Les parents démissionnent parce que préoccupés à chercher à nourrir des rejetons désemparés dans une société où le sauve-qui-peut est la règle maîtresse.

Pendant ce temps, une classe politique « énervante » émerge avec comme point « fort » la jactance, les insultes, la délation, le mensonge, la manipulation, les quolibets et les sobriquets. Tout cela se passe dans un contexte non seulement de crise de valeurs, mais aussi de la disparition progressive des régulateurs sociaux. Les marabouts se taisent et l’Eglise n’en est pas plus bavarde.

Contrat social de complicité par omission

Tout se passe dans notre société comme s’il y avait un contrat social de complicité par omission.

C’est ainsi que les drames se suivent à un rythme qui fait peur. On s’émeut quelques jours ou quelques semaines, le temps d’oublier et de passer à une autre incongruité.

Le Président Sall a sonné la fin de la récréation en promettant une enquête diligente et punir les responsables. Il est dans son rôle de chercher à tenir la situation en main. Malheureusement, tout le monde sait qu’il n’en est rien. L’Etat et les services de sécurité sont dépassés depuis belle lurette.

Si la Justice fonctionnait normalement, ni le Président de la République ni le Ministre de la Justice n’auraient besoin de faire de telles déclarations. Dans un Etat qui fonctionne correctement, le système de responsabilité pénale fait que tout le monde sait que pour tout acte répréhensible posé, il y aura des conséquences pénales immédiates sans possibilité de se dérober.
C’est cela qui fait défaut au Sénégal.

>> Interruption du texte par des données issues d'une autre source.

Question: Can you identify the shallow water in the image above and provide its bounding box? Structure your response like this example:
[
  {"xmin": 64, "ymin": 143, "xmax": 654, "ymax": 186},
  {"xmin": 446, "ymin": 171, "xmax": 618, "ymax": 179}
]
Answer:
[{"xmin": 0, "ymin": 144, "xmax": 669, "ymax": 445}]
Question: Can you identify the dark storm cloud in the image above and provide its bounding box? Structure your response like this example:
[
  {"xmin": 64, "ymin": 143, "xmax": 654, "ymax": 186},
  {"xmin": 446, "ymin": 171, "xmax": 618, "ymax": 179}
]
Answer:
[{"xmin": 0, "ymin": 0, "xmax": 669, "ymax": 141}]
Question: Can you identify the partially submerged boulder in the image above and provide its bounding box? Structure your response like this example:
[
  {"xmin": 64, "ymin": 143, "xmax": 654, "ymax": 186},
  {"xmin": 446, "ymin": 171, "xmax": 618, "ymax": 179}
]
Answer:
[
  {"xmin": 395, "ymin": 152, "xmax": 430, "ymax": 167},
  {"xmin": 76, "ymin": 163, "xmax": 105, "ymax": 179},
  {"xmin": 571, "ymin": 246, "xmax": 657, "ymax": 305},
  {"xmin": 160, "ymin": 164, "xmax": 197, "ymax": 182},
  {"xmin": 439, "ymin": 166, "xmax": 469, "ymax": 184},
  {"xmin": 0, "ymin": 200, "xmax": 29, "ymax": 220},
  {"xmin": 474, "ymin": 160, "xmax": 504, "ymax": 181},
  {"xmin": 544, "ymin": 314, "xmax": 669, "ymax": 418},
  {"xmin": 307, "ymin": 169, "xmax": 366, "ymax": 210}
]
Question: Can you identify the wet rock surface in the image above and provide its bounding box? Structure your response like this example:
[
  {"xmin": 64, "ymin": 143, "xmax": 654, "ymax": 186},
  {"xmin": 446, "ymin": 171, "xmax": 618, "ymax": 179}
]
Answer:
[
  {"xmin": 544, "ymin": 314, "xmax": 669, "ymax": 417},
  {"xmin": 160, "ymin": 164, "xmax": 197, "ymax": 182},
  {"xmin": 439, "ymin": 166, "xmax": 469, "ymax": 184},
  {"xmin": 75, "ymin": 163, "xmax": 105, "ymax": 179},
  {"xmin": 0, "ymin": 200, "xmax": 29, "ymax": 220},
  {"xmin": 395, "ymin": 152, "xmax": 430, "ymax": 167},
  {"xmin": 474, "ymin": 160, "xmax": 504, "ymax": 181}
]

L’effectivité de l’application du principe de droit répressif de la responsabilité pénale sur certains. Ici, la loi n’est pas impersonnelle et générale.

Beaucoup de gens se croient au-dessus des lois. Ils les violent allégrement à longueur de journée et bénéficient d’une carapace de protection qui est large.

La peur du gendarme est inexistante et le principe de l’opportunité des poursuites bloque une Justice qui a du mal à faire sauter les verrous de l’impunité.

Les poursuites restent sélectives à bien des égards et beaucoup de gens qui se pavanent mériteraient d’aller en prison.

Les déclarations de circonstance venant des hommes politiques les encouragent par ailleurs à recommencer. Notre société souffre grandement de ces tortuosités de nos mécanismes de répression qui, soit s’abattent trop sévèrement contre certains, soit en occultent d’autres pourtant tout aussi fautifs.

Or, la société se doit absolument, par la force de coercition de l’Etat, d’appliquer la même violence aux auteurs de violence. A défaut, elle tentera de faire justice par elle-même ce qui ne fera que perpétuer les actes de violence.